I stared up. Tuthmosis leaned forward, his face a few inches from mine. I saw the blood beat in his brow, the twist of his mouth. I was aware of the wine on his breath and the anger in his soul. I also noticed something else: just on the corner of his mouth, a fleck of his blood as if he had cut his lip or bitten his tongue.

‘My father,’ Tuthmosis swallowed hard as if fighting for breath, ‘my father’s dignity, the Magnificent One …’ He coughed, holding a small napkin to his mouth; when he took it away I glimpsed the red stains. ‘Sobeck should have been put in a cage with his whore,’ he rasped, dabbing at his mouth.

‘Sobeck is the guilty one,’ Hotep said softly, ‘not Mahu. He has simply come to plead for his friend. I have used my good offices to achieve two things.’ He leaned forward, fingers splayed, as if counting for a child. ‘Listen, Mahu. First Sobeck will not go to the Wood.
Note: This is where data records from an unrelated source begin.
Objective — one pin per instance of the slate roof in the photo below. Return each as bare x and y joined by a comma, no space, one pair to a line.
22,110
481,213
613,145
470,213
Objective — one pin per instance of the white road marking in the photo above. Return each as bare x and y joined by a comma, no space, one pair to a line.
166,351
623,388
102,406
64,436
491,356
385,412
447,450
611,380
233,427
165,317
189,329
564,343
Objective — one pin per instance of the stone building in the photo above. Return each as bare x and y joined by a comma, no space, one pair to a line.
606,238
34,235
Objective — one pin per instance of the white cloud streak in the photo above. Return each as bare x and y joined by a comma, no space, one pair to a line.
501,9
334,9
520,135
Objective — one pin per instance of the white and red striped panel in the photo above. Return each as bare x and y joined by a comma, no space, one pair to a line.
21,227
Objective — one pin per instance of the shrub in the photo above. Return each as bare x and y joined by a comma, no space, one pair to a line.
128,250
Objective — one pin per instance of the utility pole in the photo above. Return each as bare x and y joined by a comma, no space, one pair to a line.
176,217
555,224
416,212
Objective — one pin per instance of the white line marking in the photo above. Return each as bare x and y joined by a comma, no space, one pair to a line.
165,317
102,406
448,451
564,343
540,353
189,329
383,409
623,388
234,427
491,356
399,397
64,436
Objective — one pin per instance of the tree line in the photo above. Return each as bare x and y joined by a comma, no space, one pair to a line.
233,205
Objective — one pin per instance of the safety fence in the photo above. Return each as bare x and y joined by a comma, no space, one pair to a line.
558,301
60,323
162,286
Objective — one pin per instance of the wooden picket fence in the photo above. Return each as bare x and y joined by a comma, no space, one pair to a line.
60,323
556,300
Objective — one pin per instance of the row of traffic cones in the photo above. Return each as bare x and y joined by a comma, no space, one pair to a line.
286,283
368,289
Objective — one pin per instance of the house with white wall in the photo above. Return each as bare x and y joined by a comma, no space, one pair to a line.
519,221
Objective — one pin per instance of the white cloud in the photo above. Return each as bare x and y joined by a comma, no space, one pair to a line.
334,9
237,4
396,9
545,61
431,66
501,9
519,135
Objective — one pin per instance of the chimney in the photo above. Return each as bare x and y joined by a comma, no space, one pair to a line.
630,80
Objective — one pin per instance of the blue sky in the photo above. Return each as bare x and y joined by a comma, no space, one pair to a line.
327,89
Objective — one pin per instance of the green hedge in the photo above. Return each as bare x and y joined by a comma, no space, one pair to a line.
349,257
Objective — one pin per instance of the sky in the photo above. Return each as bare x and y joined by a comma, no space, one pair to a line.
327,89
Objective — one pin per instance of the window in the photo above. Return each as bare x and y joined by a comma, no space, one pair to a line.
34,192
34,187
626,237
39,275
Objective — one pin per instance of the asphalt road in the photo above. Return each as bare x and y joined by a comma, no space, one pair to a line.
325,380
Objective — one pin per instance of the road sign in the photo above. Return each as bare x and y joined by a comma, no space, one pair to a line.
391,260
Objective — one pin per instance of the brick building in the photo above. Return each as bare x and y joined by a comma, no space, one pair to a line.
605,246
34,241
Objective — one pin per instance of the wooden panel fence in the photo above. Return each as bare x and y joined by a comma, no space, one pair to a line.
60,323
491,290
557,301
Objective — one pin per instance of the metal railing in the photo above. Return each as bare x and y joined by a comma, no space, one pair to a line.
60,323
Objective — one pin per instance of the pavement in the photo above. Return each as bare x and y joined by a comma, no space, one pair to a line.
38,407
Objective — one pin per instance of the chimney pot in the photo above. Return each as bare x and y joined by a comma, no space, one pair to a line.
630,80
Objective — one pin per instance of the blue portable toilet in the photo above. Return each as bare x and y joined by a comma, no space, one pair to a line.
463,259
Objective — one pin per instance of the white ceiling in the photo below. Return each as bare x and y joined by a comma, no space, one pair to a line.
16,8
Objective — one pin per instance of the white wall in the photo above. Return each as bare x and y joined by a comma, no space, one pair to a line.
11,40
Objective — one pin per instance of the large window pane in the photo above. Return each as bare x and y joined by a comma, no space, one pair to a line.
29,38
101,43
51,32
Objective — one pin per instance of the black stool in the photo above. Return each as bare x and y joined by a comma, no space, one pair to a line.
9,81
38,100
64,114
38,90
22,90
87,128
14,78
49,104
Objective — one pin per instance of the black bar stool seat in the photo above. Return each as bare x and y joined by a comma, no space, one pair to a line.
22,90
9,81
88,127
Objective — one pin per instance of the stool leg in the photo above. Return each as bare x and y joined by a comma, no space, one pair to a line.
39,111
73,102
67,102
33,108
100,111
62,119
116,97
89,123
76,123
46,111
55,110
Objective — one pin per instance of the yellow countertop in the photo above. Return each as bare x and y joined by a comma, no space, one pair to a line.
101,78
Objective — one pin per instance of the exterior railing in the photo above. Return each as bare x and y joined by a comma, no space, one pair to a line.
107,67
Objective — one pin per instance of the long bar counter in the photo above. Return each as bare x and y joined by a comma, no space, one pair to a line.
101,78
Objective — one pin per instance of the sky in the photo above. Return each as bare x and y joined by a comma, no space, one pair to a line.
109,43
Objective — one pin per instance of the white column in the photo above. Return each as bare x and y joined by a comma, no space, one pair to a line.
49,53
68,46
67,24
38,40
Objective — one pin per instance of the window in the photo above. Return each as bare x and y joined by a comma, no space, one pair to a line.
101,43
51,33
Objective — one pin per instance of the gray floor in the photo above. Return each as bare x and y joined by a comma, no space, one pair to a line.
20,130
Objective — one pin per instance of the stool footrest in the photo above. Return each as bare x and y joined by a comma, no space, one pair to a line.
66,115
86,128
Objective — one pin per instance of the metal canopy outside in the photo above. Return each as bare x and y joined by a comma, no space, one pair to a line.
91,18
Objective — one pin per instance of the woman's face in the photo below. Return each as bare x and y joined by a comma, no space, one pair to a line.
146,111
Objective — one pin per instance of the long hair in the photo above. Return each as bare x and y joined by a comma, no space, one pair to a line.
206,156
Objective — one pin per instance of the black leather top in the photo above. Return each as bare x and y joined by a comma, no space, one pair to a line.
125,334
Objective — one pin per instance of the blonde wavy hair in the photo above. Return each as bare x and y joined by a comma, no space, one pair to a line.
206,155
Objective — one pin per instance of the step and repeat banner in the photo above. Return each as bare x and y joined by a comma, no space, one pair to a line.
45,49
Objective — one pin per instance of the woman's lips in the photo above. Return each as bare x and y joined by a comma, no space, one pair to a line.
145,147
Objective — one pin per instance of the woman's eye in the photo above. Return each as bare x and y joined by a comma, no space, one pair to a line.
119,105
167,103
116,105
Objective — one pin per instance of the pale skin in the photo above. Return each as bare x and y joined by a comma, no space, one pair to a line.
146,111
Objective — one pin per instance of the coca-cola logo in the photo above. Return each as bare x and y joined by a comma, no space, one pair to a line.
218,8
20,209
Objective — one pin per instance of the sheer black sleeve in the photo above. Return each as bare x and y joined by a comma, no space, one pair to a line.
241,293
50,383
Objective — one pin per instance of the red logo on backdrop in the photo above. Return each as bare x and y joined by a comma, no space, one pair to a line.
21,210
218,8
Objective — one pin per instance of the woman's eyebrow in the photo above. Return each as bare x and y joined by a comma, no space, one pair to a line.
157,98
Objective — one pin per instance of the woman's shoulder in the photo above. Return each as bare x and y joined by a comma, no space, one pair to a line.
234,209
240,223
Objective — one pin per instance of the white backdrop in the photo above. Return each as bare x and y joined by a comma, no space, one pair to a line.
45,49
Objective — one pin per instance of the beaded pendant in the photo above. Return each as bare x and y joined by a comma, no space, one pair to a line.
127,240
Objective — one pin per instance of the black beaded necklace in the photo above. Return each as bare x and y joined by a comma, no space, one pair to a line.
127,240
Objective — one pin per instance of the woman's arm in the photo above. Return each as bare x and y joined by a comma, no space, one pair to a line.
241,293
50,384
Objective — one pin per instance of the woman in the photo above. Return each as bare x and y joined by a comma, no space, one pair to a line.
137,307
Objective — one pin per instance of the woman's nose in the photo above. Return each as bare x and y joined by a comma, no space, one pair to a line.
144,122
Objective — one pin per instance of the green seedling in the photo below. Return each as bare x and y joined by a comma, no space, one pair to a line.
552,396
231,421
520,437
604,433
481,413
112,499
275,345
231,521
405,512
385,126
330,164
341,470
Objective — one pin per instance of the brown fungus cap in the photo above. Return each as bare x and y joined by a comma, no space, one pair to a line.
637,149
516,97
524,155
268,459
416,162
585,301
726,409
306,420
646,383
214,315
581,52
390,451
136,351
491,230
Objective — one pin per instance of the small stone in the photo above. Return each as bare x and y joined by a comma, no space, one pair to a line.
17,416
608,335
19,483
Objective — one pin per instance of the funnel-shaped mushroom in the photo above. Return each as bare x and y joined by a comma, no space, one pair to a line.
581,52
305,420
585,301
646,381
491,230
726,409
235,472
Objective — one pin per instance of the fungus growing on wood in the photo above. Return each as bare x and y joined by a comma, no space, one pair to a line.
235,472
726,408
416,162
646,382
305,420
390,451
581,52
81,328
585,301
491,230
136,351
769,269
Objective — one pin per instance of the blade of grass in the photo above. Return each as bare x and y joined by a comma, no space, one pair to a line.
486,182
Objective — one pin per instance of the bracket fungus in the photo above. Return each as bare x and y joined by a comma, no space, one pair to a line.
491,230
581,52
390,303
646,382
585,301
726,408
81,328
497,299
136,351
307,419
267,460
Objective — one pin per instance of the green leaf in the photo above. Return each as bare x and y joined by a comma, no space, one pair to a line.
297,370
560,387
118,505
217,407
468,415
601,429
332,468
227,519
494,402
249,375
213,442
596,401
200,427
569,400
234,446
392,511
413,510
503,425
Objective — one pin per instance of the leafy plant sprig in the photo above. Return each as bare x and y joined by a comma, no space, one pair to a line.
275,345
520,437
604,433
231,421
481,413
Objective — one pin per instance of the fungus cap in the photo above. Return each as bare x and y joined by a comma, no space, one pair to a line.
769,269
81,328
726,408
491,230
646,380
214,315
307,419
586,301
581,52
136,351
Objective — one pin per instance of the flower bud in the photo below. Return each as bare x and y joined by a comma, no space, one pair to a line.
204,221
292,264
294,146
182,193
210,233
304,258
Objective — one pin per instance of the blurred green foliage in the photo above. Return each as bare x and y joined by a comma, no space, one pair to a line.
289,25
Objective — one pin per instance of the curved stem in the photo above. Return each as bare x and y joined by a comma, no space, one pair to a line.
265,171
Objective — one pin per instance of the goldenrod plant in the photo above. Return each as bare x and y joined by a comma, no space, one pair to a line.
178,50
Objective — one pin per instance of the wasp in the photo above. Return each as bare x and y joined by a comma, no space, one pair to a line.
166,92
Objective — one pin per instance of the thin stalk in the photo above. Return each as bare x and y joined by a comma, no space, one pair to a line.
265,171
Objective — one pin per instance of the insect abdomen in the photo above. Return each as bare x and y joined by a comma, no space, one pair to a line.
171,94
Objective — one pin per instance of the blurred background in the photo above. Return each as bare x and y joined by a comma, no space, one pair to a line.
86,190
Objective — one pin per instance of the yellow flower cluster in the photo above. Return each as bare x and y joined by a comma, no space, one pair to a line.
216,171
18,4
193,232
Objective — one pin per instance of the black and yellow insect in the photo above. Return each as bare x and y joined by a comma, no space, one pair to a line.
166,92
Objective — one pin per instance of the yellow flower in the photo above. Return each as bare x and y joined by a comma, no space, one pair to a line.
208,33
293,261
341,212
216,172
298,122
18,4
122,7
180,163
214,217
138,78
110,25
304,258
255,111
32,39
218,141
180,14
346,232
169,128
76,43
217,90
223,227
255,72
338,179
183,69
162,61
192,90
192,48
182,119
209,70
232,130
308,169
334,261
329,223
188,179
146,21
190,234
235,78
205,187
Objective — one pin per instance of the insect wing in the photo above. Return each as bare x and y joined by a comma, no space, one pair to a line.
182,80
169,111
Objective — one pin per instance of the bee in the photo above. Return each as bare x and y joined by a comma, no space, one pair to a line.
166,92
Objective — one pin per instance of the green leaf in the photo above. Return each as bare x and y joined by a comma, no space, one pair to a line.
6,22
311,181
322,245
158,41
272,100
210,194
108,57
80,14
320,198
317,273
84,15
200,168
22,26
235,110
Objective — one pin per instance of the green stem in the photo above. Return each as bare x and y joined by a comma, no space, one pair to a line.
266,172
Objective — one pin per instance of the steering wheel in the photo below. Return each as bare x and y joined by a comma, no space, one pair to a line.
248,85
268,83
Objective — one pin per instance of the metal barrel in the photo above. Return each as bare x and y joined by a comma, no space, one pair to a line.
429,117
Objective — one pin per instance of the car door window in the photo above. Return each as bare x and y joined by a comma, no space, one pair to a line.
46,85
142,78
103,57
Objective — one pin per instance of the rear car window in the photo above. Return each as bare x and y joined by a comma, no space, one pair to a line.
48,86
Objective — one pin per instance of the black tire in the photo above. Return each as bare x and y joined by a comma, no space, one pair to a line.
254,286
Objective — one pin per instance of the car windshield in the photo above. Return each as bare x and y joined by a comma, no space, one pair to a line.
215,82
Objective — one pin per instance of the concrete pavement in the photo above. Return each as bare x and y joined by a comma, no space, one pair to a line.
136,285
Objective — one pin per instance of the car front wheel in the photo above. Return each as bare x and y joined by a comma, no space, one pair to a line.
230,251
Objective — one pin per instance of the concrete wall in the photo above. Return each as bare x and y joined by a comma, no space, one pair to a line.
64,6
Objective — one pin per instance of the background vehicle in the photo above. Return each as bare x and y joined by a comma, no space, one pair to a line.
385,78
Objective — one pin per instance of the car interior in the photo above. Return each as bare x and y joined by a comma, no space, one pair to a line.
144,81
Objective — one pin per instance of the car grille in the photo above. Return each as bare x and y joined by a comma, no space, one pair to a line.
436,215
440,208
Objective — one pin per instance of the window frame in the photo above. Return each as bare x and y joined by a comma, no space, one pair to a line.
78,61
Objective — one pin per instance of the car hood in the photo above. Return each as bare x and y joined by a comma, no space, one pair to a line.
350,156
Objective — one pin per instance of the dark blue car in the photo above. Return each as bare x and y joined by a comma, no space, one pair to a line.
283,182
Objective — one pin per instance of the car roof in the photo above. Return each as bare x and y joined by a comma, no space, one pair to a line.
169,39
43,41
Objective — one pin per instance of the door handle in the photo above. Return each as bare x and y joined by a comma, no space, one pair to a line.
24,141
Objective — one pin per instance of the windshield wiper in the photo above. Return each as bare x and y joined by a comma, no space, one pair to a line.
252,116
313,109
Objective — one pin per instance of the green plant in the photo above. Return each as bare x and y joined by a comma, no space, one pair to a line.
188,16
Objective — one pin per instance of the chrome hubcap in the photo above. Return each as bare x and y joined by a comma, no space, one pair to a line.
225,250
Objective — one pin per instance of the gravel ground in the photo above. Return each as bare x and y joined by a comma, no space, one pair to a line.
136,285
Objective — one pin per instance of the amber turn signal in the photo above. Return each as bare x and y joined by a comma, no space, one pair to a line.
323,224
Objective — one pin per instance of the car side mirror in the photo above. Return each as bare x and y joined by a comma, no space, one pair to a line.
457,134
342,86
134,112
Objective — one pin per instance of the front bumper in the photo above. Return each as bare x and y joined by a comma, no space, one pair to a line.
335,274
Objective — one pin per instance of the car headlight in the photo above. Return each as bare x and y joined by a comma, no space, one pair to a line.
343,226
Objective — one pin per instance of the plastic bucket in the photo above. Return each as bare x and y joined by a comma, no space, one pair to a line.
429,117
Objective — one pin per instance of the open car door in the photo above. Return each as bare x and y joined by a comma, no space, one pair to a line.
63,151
He will be exiled to an oasis in the Western Desert. You know what that means?’

Oh I knew! A few palm trees, some figs, and water, but not enough to sustain a man for ever or give him the strength to try and break out across the desert. If he did, the Sand Dwellers or the Desert Wanderers, if not the Libyans, would catch him and flay him alive.